Ediccio commits to give controllers at least 30 days' prior notice of any addition or replacement of a sub-processor, via the contact established in the DPA. The full sub-processor commentary lives in the customer-facing DPA package.

Retention & erasure

Hard delete. PII-free audit record.

A data-subject erasure is a hard physical delete of the subject's rows from the tenant database, accompanied by a PII-free audit record. There is no crypto-shredding (the bytes are removed) and no soft-delete-then-purge (the operation is atomic). The audit record names the request, the requester role, and a salted hash of the subject identifier, never the subject's identifier itself.

DSAR endpoints (POST /v1/dsar/erasure, POST /v1/dsar/export, GET /v1/dsar/{request_id}) are exposed on the Management API. The customer's Consent Management Platform (OneTrust, Transcend, Ketch, or in-house) is the system of record for consent and calls these endpoints from its workflow. We integrate with CMPs; we are not one.

Verification

How we know it still works. Continuously.

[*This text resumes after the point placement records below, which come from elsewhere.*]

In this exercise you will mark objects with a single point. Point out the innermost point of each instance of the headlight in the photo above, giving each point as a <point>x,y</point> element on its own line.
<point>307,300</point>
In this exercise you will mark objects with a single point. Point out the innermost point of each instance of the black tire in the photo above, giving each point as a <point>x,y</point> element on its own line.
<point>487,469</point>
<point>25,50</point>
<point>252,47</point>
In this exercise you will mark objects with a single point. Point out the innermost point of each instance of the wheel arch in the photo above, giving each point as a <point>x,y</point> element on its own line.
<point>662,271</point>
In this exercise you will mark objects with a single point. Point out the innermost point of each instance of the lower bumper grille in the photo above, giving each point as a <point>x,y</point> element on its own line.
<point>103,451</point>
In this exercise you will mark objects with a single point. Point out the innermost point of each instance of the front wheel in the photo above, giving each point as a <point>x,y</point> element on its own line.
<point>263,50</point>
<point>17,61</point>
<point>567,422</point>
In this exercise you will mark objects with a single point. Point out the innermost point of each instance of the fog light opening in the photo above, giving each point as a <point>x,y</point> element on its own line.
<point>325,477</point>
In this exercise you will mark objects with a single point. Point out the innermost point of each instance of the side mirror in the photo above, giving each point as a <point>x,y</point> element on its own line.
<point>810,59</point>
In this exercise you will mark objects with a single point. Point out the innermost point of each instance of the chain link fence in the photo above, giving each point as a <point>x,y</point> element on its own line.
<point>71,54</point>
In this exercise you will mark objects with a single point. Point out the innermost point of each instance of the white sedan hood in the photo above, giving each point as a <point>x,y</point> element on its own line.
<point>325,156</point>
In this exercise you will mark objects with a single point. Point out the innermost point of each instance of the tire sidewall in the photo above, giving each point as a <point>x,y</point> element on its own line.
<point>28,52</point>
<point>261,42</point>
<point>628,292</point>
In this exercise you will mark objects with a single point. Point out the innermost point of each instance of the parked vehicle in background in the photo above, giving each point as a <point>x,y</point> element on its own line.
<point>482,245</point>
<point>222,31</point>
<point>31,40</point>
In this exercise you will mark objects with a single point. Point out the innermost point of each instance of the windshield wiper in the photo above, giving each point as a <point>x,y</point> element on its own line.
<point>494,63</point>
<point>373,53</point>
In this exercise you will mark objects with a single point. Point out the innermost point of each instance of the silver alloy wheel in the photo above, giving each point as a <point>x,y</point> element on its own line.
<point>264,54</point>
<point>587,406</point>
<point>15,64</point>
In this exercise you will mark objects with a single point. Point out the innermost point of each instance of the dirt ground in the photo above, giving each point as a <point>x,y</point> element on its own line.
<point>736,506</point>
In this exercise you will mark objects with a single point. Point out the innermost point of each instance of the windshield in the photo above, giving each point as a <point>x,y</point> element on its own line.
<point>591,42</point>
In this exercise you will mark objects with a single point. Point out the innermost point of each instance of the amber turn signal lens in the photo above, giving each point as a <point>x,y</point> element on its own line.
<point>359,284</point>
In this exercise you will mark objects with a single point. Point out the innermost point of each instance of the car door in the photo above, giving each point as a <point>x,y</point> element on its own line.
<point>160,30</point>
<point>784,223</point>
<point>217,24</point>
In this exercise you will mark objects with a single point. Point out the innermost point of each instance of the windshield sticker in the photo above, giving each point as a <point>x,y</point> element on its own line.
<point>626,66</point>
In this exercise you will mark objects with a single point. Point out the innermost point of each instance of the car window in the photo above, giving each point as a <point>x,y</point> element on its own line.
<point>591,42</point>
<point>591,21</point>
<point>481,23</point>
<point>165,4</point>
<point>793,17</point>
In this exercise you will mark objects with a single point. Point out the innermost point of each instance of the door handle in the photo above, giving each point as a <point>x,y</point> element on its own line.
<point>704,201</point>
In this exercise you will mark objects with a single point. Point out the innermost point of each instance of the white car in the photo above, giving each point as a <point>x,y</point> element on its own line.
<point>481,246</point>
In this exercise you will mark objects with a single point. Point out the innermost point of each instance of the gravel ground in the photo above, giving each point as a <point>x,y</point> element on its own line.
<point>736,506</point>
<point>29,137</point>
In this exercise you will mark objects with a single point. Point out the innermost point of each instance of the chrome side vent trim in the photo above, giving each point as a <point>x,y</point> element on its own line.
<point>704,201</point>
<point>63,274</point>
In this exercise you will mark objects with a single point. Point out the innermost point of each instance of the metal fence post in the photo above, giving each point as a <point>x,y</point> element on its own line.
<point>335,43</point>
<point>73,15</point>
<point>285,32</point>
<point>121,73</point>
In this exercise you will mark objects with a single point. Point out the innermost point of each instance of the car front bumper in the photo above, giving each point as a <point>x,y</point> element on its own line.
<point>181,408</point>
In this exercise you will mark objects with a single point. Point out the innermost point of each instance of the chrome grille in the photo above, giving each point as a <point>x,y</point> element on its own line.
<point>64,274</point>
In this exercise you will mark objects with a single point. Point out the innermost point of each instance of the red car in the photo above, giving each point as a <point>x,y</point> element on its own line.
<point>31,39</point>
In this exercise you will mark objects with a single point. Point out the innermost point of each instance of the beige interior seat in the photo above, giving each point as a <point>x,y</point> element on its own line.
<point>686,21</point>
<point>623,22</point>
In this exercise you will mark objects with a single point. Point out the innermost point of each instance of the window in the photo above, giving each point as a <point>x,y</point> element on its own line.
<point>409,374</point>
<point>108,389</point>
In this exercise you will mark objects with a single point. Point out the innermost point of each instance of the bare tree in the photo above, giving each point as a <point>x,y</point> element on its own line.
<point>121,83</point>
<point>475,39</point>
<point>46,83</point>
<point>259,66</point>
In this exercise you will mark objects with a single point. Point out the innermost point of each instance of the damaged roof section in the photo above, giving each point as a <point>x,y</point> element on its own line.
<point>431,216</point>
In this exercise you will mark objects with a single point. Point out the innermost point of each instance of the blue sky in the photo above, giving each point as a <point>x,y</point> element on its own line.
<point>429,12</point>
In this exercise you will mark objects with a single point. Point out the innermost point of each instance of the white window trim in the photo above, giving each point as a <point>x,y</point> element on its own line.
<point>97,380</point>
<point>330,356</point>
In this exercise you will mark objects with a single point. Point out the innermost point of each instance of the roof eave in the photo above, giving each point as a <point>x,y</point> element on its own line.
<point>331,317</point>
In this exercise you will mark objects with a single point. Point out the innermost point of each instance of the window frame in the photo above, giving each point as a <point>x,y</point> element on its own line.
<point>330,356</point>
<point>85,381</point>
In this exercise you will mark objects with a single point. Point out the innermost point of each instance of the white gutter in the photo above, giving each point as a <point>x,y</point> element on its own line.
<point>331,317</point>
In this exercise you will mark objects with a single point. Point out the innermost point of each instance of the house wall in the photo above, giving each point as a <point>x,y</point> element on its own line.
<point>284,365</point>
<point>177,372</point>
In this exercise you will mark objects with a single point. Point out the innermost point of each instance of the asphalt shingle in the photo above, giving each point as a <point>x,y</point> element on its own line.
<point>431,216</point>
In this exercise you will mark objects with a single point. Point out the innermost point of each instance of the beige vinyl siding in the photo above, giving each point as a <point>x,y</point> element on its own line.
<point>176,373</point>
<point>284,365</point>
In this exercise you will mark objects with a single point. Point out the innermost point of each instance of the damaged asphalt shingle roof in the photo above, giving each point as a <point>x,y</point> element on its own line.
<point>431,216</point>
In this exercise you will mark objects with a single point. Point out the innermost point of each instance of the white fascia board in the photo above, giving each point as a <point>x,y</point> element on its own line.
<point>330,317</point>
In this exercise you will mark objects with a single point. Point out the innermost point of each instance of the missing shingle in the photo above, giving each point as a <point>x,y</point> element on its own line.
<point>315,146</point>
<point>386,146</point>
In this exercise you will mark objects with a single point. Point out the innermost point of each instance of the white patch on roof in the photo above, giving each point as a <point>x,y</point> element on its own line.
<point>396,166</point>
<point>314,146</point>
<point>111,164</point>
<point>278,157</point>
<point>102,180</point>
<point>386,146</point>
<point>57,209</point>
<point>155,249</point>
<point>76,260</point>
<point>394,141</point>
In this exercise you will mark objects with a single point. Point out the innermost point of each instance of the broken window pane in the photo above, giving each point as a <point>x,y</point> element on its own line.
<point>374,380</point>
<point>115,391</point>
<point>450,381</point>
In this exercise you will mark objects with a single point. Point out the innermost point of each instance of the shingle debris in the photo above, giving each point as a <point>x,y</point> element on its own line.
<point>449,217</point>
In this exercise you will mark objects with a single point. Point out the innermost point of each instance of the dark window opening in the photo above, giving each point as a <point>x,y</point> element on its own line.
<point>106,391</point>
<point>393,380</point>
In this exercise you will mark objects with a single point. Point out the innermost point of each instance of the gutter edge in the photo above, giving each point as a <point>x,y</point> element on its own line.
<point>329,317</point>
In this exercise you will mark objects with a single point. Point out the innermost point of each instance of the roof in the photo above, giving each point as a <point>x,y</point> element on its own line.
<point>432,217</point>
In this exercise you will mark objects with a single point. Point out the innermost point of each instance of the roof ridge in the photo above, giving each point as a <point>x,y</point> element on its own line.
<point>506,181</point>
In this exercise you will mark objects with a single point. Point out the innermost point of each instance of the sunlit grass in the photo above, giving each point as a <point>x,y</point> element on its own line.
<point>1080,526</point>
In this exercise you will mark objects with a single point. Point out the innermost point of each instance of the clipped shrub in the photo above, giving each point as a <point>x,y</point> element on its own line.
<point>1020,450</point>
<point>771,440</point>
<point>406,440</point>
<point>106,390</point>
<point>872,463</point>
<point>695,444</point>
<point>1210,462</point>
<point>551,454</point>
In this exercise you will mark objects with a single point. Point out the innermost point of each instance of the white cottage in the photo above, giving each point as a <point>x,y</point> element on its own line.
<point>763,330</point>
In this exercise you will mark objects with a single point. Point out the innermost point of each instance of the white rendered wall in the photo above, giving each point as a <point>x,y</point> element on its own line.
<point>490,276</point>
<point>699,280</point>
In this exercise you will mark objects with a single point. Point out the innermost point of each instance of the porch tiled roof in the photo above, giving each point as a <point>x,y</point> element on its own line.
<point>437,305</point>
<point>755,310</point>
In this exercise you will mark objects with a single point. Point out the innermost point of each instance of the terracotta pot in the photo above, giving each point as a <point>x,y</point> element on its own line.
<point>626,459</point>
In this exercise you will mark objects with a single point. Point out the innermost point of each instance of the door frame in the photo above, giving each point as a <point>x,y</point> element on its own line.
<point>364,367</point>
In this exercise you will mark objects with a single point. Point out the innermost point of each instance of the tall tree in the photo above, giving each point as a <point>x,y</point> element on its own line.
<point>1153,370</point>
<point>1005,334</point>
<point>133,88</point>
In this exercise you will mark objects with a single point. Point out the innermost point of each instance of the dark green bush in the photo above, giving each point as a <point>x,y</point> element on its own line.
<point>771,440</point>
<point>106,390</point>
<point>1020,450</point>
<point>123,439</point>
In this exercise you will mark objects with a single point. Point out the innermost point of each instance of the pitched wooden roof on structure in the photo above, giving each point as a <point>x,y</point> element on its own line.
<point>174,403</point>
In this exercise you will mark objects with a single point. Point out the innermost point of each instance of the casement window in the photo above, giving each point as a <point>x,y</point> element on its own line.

Most disclosures stop at architecture. This one doesn't, because architecture without verification is a guess. Ediccio runs a seven-gate integration-verification stack that asserts the substrate is still producing the quality the datasheet claims, the request gate still enforces tenant isolation, and the DSAR flow still completes end-to-end against live AWS, not mocks.

Gate What it proves Floor
make-check Lint + types + 233 unit tests 0 failures
substrate-quality Live Bedrock run against the 30-row golden set F1 ≥ 0.95
worker-e2e Per-tenant substrate routing through the projection worker Provider matches per-tenant config
mcp-roundtrip MCP write → outbox → worker → Bedrock → observation → MCP read Round-trip succeeds; envelope shape correct
identity-gate Tenant isolation by construction handle_read cannot serve another tenant's data
fallback-path Secondary serves when primary throws TransientSubstrateError Fallback substrate qualifies; round-trip succeeds
dsar-smoke DSAR endpoints + state machine + audit trail Full erasure / export cycle completes

Cadence. The non-AWS gates run on every push, every pull request, and a weekly cron. The Bedrock-touching gates run locally on the maintainer's machine (~2.5 min, ~$1.55 per run): a deliberate choice not to put AWS credentials in CI before there's a multi- engineer team to govern them.

Audit trail. Green-run history is committed to the public repo under evals/verification-log/. As that history accumulates, the availability target in §7 will be reportable from the log itself, not from an estimate.

Availability

Not yet measurable. Deferred, not omitted.

Availability and fallback rate are not measurable yet. The verification log needs roughly eight weeks of clean history before the numbers stop being noise. The published target will land in this section once the log can back it; the expected publication window is 2026-08.

The temporary line: we don't have customer traffic and so cannot report production availability. The verification cadence above is the closest proxy until traffic exists.

BYO substrate

Bring your own model. Via Gateway.

The substrate is interchangeable by interface (per ADR-0001). A customer who needs to pin a specific provider (for sovereignty, for an existing enterprise contract, for cost reasons) configures the Gateway substrate against any OpenAI-compatible endpoint. The customer's provider becomes the customer's sub-processor, not Ediccio's. Pricing in BYO mode reflects a mechanical, published substrate-cost pass-through (ADR-0001 §5).

The contract is capability-shaped (extract, embed), not provider-shaped. There is no streaming, no tool-calling, no chat surface inside Ediccio's substrate abstraction. Those are deliberate non-features; the boundary is narrow on purpose.

Change notification

30 days. Per the DPA.

Substrate composition or sub-processor changes are announced to controllers at least 30 days in advance, via the contact established in the DPA. Model-version changes within the disclosed default (Anthropic's Claude moving to a newer Sonnet release, for example) are silent product upgrades unless they change the disclosed default substrate; if they do, the 30-day rule applies.

A dated diff log of substrate-default changes lives under this page as it accumulates.